In 2024, “the weather service has played an outsized role in peoples’ lives all around the country given the relatively extreme volume of extreme weather events we’ve seen — including some record-breaking ones — that 50, 60, 70 years ago probably would have killed hundreds of people if not thousands of people,” he said. “This time [the events] killed 10 to 100 times fewer people and resulted in many billions of dollars less in damages. That’s just this year.”
Seth Olyer, the president of Oakland’s firefighter union, said the department uses NOAA data to adjust staffing for red flag days and high wind events and ahead of storms that down trees and power lines and prompt evacuations.
“The day of the Keller Fire, we had upstaffed the amount of fire engines that were on the street from Oakland, and they were up in the hills patrolling because of the high wind event,” he said. “We have more people, more boots on the ground, to deal with the situation to keep small incidents small.”
“These are frequently matters of life and death,” he continued.
Air traffic controllers and the agriculture industry also rely on the weather data.

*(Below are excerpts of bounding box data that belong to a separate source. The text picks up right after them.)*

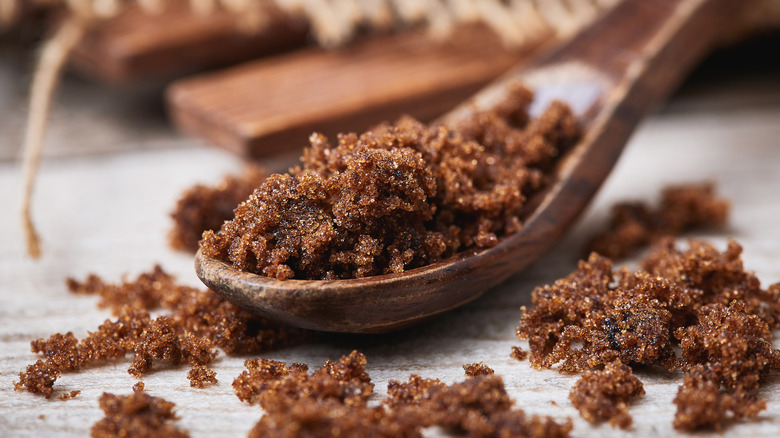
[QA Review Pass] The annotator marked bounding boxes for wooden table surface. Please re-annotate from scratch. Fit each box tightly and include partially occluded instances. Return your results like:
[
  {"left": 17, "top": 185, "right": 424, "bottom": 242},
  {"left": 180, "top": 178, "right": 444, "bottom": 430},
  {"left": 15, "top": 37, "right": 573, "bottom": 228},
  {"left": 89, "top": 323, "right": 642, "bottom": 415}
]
[{"left": 0, "top": 39, "right": 780, "bottom": 437}]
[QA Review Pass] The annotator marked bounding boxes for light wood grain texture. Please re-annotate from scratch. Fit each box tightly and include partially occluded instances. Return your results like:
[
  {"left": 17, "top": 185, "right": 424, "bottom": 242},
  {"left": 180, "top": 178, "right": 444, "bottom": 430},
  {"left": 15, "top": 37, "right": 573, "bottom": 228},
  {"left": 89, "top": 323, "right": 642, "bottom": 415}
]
[
  {"left": 195, "top": 0, "right": 744, "bottom": 333},
  {"left": 71, "top": 1, "right": 308, "bottom": 84},
  {"left": 0, "top": 20, "right": 780, "bottom": 438},
  {"left": 167, "top": 24, "right": 531, "bottom": 157}
]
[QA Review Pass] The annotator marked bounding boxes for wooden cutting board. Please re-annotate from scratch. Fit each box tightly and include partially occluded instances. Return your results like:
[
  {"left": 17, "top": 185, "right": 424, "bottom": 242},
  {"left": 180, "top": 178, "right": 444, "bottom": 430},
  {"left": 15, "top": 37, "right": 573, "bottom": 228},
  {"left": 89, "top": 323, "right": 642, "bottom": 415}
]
[{"left": 167, "top": 27, "right": 534, "bottom": 157}]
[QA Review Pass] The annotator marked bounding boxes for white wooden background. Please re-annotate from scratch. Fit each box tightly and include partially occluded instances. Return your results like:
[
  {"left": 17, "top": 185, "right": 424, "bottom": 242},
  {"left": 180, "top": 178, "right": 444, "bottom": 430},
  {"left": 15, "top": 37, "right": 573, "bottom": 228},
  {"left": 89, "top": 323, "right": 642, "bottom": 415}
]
[{"left": 0, "top": 40, "right": 780, "bottom": 437}]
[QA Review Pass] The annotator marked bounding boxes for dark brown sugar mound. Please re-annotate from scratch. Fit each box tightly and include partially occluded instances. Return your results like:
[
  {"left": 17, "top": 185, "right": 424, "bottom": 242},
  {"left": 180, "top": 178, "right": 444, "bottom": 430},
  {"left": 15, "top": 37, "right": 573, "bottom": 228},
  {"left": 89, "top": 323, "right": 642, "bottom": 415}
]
[
  {"left": 202, "top": 86, "right": 578, "bottom": 279},
  {"left": 569, "top": 361, "right": 645, "bottom": 429},
  {"left": 168, "top": 165, "right": 268, "bottom": 252},
  {"left": 588, "top": 183, "right": 730, "bottom": 258},
  {"left": 463, "top": 362, "right": 495, "bottom": 377},
  {"left": 674, "top": 367, "right": 766, "bottom": 431},
  {"left": 233, "top": 351, "right": 374, "bottom": 412},
  {"left": 517, "top": 239, "right": 780, "bottom": 429},
  {"left": 90, "top": 389, "right": 190, "bottom": 438},
  {"left": 233, "top": 351, "right": 571, "bottom": 437},
  {"left": 384, "top": 374, "right": 572, "bottom": 437},
  {"left": 14, "top": 266, "right": 304, "bottom": 398}
]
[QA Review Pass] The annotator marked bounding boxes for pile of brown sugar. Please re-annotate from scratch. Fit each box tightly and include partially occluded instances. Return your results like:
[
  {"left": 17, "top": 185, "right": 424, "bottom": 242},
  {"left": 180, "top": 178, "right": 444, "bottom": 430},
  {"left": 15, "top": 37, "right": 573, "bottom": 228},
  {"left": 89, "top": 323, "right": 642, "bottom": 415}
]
[
  {"left": 233, "top": 351, "right": 572, "bottom": 437},
  {"left": 517, "top": 239, "right": 780, "bottom": 430},
  {"left": 14, "top": 266, "right": 305, "bottom": 398},
  {"left": 90, "top": 384, "right": 190, "bottom": 438},
  {"left": 168, "top": 164, "right": 268, "bottom": 252},
  {"left": 569, "top": 361, "right": 645, "bottom": 429},
  {"left": 588, "top": 183, "right": 729, "bottom": 259},
  {"left": 201, "top": 86, "right": 579, "bottom": 279}
]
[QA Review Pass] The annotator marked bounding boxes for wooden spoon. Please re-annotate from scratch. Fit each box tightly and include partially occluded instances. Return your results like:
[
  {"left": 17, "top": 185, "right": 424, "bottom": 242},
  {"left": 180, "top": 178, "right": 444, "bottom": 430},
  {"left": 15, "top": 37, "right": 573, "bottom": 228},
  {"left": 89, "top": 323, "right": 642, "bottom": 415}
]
[{"left": 195, "top": 0, "right": 744, "bottom": 332}]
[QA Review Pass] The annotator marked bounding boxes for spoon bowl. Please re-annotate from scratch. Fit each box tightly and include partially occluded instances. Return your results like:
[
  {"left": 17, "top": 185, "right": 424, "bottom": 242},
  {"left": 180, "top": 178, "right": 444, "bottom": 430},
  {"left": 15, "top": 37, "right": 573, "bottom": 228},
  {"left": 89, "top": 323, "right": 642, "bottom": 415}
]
[{"left": 195, "top": 0, "right": 737, "bottom": 333}]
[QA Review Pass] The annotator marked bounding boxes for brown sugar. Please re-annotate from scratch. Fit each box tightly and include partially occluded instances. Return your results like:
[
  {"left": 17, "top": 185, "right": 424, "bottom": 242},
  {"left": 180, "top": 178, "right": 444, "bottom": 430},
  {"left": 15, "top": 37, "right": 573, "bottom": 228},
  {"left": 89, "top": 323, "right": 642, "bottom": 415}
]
[
  {"left": 57, "top": 389, "right": 81, "bottom": 401},
  {"left": 90, "top": 389, "right": 189, "bottom": 438},
  {"left": 168, "top": 165, "right": 268, "bottom": 252},
  {"left": 509, "top": 346, "right": 528, "bottom": 361},
  {"left": 202, "top": 86, "right": 578, "bottom": 279},
  {"left": 385, "top": 375, "right": 572, "bottom": 437},
  {"left": 238, "top": 351, "right": 571, "bottom": 437},
  {"left": 517, "top": 239, "right": 780, "bottom": 429},
  {"left": 187, "top": 365, "right": 217, "bottom": 388},
  {"left": 14, "top": 267, "right": 305, "bottom": 398},
  {"left": 463, "top": 362, "right": 495, "bottom": 377},
  {"left": 569, "top": 361, "right": 645, "bottom": 429},
  {"left": 588, "top": 183, "right": 729, "bottom": 258},
  {"left": 233, "top": 351, "right": 374, "bottom": 412},
  {"left": 674, "top": 366, "right": 766, "bottom": 431}
]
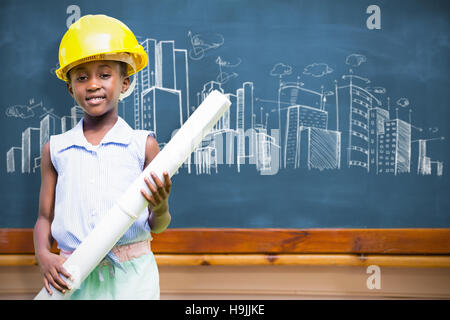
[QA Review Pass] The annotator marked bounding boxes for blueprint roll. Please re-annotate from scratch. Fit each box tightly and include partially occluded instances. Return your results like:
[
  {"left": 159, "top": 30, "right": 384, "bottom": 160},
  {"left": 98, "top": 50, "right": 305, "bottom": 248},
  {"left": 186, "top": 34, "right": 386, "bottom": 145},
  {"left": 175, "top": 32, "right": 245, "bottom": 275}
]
[{"left": 34, "top": 90, "right": 231, "bottom": 300}]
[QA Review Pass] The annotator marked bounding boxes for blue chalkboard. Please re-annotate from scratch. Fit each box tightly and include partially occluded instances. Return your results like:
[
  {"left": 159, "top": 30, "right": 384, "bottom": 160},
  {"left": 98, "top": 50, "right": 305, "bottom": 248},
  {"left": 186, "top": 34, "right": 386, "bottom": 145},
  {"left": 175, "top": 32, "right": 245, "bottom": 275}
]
[{"left": 0, "top": 0, "right": 450, "bottom": 228}]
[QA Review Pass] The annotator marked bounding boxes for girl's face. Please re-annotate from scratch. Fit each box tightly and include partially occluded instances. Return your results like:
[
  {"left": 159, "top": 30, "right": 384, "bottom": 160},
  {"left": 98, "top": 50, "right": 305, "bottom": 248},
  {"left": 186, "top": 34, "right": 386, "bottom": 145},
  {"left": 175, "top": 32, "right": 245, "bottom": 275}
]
[{"left": 67, "top": 60, "right": 130, "bottom": 117}]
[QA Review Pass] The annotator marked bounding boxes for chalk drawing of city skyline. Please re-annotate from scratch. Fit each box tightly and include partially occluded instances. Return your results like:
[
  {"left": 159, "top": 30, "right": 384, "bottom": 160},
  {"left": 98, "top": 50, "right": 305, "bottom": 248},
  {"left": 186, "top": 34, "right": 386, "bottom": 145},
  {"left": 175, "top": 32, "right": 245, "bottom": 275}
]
[{"left": 6, "top": 32, "right": 445, "bottom": 176}]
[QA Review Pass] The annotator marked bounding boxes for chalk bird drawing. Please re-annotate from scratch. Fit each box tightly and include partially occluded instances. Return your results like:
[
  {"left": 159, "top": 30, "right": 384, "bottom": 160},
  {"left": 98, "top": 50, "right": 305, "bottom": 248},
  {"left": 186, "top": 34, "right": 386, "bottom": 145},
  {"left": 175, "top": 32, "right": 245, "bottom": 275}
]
[{"left": 270, "top": 62, "right": 292, "bottom": 78}]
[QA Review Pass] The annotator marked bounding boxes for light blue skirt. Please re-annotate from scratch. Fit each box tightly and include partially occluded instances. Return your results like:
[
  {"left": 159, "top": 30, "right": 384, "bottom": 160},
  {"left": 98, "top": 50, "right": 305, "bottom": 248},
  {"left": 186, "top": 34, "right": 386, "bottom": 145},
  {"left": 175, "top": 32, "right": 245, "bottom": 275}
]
[{"left": 70, "top": 252, "right": 160, "bottom": 300}]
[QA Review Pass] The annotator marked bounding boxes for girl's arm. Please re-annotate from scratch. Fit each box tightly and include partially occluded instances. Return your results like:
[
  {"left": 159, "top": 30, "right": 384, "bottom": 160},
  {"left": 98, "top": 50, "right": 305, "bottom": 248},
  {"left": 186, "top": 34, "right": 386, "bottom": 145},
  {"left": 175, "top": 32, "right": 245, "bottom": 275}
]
[
  {"left": 33, "top": 142, "right": 70, "bottom": 294},
  {"left": 141, "top": 136, "right": 172, "bottom": 233}
]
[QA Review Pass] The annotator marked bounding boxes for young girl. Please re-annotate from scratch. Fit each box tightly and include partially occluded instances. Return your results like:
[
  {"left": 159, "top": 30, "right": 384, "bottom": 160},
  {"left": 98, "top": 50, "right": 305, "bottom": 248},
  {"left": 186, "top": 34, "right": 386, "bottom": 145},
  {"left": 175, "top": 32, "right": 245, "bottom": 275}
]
[{"left": 34, "top": 15, "right": 171, "bottom": 299}]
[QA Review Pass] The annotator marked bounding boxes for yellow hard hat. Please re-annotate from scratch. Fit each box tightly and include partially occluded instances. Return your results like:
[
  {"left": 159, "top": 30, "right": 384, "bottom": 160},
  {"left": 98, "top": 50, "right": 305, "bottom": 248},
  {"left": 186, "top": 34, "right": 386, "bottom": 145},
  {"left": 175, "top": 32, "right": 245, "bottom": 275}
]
[{"left": 56, "top": 14, "right": 148, "bottom": 82}]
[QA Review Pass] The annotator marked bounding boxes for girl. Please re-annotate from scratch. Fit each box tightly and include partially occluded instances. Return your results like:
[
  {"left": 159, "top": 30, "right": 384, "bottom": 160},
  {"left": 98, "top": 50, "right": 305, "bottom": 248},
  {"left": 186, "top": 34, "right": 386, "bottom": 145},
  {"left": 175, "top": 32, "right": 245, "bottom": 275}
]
[{"left": 34, "top": 15, "right": 171, "bottom": 299}]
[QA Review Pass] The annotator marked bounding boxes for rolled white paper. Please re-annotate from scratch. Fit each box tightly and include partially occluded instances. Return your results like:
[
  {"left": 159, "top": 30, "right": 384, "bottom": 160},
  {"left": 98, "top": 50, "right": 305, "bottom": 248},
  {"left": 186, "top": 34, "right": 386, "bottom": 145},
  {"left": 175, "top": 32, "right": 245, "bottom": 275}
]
[{"left": 34, "top": 90, "right": 231, "bottom": 300}]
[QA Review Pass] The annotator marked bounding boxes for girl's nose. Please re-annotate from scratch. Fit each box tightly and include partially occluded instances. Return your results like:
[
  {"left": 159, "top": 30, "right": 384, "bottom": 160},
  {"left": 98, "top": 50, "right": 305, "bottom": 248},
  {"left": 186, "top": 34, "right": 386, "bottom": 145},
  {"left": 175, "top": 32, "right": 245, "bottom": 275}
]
[{"left": 87, "top": 77, "right": 101, "bottom": 91}]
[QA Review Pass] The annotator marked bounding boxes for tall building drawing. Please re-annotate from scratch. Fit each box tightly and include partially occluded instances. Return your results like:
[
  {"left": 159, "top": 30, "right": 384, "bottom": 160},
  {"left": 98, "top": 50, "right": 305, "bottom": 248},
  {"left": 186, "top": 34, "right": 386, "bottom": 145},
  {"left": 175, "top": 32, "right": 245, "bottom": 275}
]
[
  {"left": 141, "top": 87, "right": 183, "bottom": 143},
  {"left": 22, "top": 128, "right": 40, "bottom": 173},
  {"left": 133, "top": 39, "right": 189, "bottom": 145},
  {"left": 293, "top": 127, "right": 341, "bottom": 171},
  {"left": 369, "top": 107, "right": 389, "bottom": 173},
  {"left": 199, "top": 81, "right": 230, "bottom": 130},
  {"left": 39, "top": 114, "right": 61, "bottom": 154},
  {"left": 378, "top": 119, "right": 411, "bottom": 175},
  {"left": 271, "top": 81, "right": 323, "bottom": 168},
  {"left": 6, "top": 147, "right": 22, "bottom": 173},
  {"left": 335, "top": 75, "right": 381, "bottom": 172},
  {"left": 283, "top": 105, "right": 328, "bottom": 168},
  {"left": 70, "top": 106, "right": 84, "bottom": 128}
]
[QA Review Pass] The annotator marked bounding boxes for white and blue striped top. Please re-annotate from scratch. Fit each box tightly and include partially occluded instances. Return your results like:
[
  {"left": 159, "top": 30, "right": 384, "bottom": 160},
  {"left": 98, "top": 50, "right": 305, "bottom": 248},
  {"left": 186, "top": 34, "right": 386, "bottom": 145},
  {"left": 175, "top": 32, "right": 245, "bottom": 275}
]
[{"left": 50, "top": 117, "right": 155, "bottom": 251}]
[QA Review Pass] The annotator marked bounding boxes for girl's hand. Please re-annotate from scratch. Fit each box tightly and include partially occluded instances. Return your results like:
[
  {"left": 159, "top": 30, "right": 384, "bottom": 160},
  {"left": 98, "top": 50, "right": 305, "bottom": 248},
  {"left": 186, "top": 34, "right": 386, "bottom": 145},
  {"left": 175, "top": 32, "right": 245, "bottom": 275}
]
[
  {"left": 37, "top": 252, "right": 72, "bottom": 295},
  {"left": 141, "top": 171, "right": 172, "bottom": 215}
]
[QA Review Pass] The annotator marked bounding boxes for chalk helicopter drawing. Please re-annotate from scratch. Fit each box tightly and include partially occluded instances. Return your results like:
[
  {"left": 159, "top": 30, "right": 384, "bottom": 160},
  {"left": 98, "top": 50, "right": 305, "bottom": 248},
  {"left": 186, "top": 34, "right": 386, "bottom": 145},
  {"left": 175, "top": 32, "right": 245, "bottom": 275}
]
[
  {"left": 6, "top": 37, "right": 445, "bottom": 176},
  {"left": 188, "top": 31, "right": 225, "bottom": 60},
  {"left": 216, "top": 56, "right": 242, "bottom": 84}
]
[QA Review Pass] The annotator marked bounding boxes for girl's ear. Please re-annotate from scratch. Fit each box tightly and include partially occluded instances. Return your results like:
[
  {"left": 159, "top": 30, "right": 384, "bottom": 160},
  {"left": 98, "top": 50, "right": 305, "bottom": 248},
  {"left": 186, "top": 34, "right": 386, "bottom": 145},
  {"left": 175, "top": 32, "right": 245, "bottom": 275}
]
[
  {"left": 120, "top": 76, "right": 130, "bottom": 93},
  {"left": 66, "top": 82, "right": 73, "bottom": 98}
]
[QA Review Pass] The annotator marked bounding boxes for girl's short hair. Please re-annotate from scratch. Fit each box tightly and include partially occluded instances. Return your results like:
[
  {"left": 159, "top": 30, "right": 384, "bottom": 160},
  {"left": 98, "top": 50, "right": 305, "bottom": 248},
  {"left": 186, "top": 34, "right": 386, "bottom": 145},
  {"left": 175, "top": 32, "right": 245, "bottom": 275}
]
[{"left": 67, "top": 61, "right": 128, "bottom": 82}]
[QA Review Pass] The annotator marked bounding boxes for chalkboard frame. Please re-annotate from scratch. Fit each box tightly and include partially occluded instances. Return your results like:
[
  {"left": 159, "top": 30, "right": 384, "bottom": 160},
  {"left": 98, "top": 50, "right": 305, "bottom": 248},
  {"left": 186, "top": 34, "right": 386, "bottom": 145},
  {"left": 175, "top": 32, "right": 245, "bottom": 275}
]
[{"left": 0, "top": 228, "right": 450, "bottom": 255}]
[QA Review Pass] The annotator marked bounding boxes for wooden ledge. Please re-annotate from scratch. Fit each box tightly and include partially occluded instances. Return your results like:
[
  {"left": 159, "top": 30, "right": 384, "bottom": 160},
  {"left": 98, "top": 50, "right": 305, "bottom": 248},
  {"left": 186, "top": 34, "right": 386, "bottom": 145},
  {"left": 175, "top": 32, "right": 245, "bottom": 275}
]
[{"left": 0, "top": 254, "right": 450, "bottom": 268}]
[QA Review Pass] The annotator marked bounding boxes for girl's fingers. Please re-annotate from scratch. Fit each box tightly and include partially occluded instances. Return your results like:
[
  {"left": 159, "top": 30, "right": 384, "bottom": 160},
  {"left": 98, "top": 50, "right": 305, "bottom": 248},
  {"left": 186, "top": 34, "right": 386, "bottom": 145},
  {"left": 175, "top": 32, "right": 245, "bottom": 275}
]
[
  {"left": 47, "top": 274, "right": 65, "bottom": 293},
  {"left": 44, "top": 277, "right": 53, "bottom": 295},
  {"left": 52, "top": 270, "right": 69, "bottom": 293},
  {"left": 164, "top": 171, "right": 172, "bottom": 194},
  {"left": 58, "top": 266, "right": 72, "bottom": 280},
  {"left": 150, "top": 172, "right": 166, "bottom": 199},
  {"left": 145, "top": 177, "right": 161, "bottom": 203},
  {"left": 141, "top": 189, "right": 156, "bottom": 206}
]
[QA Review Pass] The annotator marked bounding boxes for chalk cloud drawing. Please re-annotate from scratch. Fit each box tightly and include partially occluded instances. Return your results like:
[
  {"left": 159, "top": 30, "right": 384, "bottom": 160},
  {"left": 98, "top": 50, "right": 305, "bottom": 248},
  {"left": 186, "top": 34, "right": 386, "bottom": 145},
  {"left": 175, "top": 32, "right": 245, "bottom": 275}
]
[
  {"left": 5, "top": 32, "right": 445, "bottom": 176},
  {"left": 365, "top": 87, "right": 386, "bottom": 94},
  {"left": 396, "top": 98, "right": 409, "bottom": 108},
  {"left": 345, "top": 53, "right": 367, "bottom": 67},
  {"left": 188, "top": 31, "right": 225, "bottom": 60},
  {"left": 270, "top": 62, "right": 292, "bottom": 77},
  {"left": 303, "top": 62, "right": 334, "bottom": 78}
]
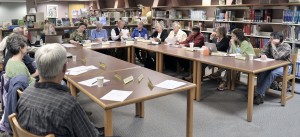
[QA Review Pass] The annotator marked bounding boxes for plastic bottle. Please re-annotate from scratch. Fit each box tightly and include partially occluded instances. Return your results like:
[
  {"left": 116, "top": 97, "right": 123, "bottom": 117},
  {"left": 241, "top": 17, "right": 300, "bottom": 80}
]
[{"left": 40, "top": 39, "right": 44, "bottom": 46}]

“I actually think it could impact farming as we know it,” said Andy Naja-Riese, the executive director of the Agricultural Institute of Marin.
He said farmers use weather modeling to make decisions every day — ensuring that they don’t plant crops before intense rains that would wash away seeds, staffing agricultural workers for harvest during heat waves, and preparing frost-prone crops for freezes. Ranchers also look at modeling to decide when livestock should be roaming outdoors.
“We grow a lot of wine grapes in the North Bay,” Naja-Riese told KQED. “Thinking through irrigation patterns and understanding how to prepare for things like when to water crops, let’s say, in the summer if there are forecasts of really intense heat that’s coming. You want to be able to plan for these types of activities, and you need reliable data to make that happen.”
Swain said that there are some private weather providers that give more agriculture-specific information, but that data comes from the weather service — as do commercial weather services and GPS apps found on Apple and Google devices.
“Where do you think the information in the Weather app comes from? It comes from NOAA,” Lofgren said.
Privatizing comes with costs
If the NWS — which costs individual taxpayers around $3 a year — were to be privatized, it would be expensive and likely time-consuming.
Noah Diffenbaugh, a senior fellow at Stanford’s Doerr School of Sustainability, said a look at the budget of the federal programs gives a good idea of what it would take for a private company to run a comprehensive weather service. In 2023, the NWS had a budget of about $1.3 billion, while NOAA’s as a whole was $6.3 billion. That doesn’t include the investments needed to set up the infrastructure the federal government has built over the years.
“Our satellite observing systems that have now been in place for more than 40 years — that for a long time has really been dependent on government investments in satellite development,” Diffenbaugh said.
“While there certainly we can leverage knowledge that’s been developed, the reality is that the operational capabilities in terms of the real-time forecasts, the real-time warnings, the real-time response, you know, that’s all that’s all needed going forward,” he told KQED.
Creating new infrastructure would also take time. Climate scientist Swain said any gap in data would be dangerous.
“People would die in extreme weather events who would not have otherwise, [and the] economy would suffer,” Swain wrote on Threads on Wednesday. “Even a temporary or partial interruption in NOAA/NWS 24/7 lifesaving services — which are often used in an hour-by-hour (even minute-by-minute) context — would have this effect.”
Lofgren said that if Trump does move to dismantle the agency, which he doesn’t have the authority to do, it would take bipartisan support to stop him in Congress.
“Republicans control every level of government — the White House, the Senate, the House,” she told KQED. “We don’t have the capacity to put a bill on the floor.
“But we are fighting back. We’re taking whistleblower accounts and looking at what channels we might have in the democratic system.”
KQED’s Natalia Navarro contributed to this report.